Significant outcomes of Critical Care
Preclinical research is essential if we want to understand the physiopathology and development of effective therapies for the management of critically ill patients.30 For instance, the confirmation of the acute pulmonary injury in ventilated animal models with high volumes was successfully translated into the clinical practice and made up the foundation of the actual protective ventilation methods. However, up to 75–90% of all the results from preclinical research published in high profile scientific journals – usually of etiological and physiopathological type, are not reproducible and, as of today, only a minimum part has been translated into substantial innovations that can be used at the patient's bedside. A words counter for essays is also an instance of automated system.
As it occurs with preclinical research, the traditional clinical research focuses on analyzing the different biological manifestations of the disease (such as the cardiac output or the plasma cytokine levels). The problem here is that the scientific literature has continuously separated these physiopathological results (of interest for researchers) from the clinical results (of interest for the patient). Two of the most widely known fiascos here are the strategies to produce supranormal oxygen delivery, or the most recent early goal-oriented hemodynamic resuscitation. Many related research paper topics can be find online related to it.
From the perspective of patient-focused clinical research,36 these outcomes should be considered surrogate outcomes (or indirect evidence) of the truly significant clinical outcomes for the decision-making process such as survival, extubation after mechanical ventilation, quality of life after hospital discharge, or costs. If this indirect evidence does not translate into improved significant clinical outcomes, it leads to wasted clinical researches.

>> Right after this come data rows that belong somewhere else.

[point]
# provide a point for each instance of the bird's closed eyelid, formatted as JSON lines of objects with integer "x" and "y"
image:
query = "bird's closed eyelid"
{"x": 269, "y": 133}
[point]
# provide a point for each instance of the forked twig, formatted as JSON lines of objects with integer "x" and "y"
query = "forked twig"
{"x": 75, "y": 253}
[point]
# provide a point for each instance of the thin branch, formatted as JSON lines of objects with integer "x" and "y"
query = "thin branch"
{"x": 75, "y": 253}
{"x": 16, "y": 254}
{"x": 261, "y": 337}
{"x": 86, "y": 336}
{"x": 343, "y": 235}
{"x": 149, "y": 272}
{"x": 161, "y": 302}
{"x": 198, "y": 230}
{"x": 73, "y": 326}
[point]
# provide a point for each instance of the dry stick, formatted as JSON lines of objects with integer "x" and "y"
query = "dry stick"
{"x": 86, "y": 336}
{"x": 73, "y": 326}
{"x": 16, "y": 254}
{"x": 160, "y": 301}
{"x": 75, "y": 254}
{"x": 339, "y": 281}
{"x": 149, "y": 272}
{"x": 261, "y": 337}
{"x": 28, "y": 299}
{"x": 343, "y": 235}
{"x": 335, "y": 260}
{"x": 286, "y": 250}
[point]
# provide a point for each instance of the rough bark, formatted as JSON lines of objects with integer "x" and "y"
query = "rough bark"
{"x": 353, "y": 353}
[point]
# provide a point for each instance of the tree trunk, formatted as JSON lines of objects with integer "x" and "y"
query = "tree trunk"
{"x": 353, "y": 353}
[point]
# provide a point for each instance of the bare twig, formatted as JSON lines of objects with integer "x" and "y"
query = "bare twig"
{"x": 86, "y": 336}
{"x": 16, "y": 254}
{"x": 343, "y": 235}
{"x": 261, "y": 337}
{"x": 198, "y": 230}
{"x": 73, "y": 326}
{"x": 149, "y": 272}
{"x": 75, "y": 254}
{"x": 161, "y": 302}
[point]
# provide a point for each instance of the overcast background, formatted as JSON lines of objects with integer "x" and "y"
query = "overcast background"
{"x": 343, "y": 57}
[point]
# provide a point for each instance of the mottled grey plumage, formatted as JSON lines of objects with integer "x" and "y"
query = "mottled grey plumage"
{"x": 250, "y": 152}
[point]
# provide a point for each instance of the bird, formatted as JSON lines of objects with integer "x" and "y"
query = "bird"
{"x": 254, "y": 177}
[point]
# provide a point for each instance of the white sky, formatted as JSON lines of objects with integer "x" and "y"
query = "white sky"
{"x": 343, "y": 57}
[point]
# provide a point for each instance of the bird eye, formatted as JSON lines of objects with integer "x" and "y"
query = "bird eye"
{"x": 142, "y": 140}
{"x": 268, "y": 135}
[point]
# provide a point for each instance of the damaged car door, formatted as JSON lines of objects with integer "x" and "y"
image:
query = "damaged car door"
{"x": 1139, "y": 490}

Another useless piece of clinical research occurs when one study poses one research question with relevant clinical outcomes on which we already have satisfactory scientific evidence.1,38 It has been estimated that 50% of the studies are designed without any references to prior systematic reviews, with the corresponding risk of generating redundant publications. For example, Fergusson et al.40 used one cumulative meta-analysis of 64 trials published between 1987 and 2002 to show that the effectiveness of aprotinin had already been established back in 1992 after conducting the 12th trial; this means that the following 52 trials could have been avoided with an adequate systematic review. Other than unnecessary, and ethically questionable, this clinical research is redundant which has led the civil society and some financial institutions to require systematic reviews on the topic under study before starting a new clinical trial.You can by and large find an cheap essay writing service to get essays made on the critical care Research point.
There has been a lot of discussion on what the most adequate clinical outcome is for clinical trials with critically ill patients. All-cause mortality is the most relevant outcome par excellence. In any case, mortality should relate to an adequate deadline that is consistent with the study pathology (for instance, mortality at 28 or 90 days),45 while taking into consideration the possible impact that the limitation of life-sustaining treatment (LLST) policies may have.
One of the difficulties of mortality is its dichotomic nature that increases dramatically the requirements of the sample size, particularly in situations of low incidence rates. Some have tried to solve this issue by developing combined outcomes (composite endpoints) such as the appearance of “death, infarction, or urgent reperfusion”, or “death or organic dysfunction”.47 However, combined outcomes are, sometimes, hard to interpret, can be easily manipulated by the researcher, and promote a rather optimistic standpoint of the results, which is why we should be cautious when it comes to interpreting them. For example, the use of the combined outcome “death, infarction, or urgent reperfusion” does not make a lot of sense if the differences reported are due to the differences in reperfusion only.The legit essay writing service makes stand-out essays on critical care Research.
Mortality is the only relevant outcome for the patient. Issues such as the ICU stay, the number of days on mechanical ventilation, or the quality of life after hospital discharge50 are other important outcomes as well that should be taken into consideration by the clinical practice guidelines when it comes to establishing recommendations.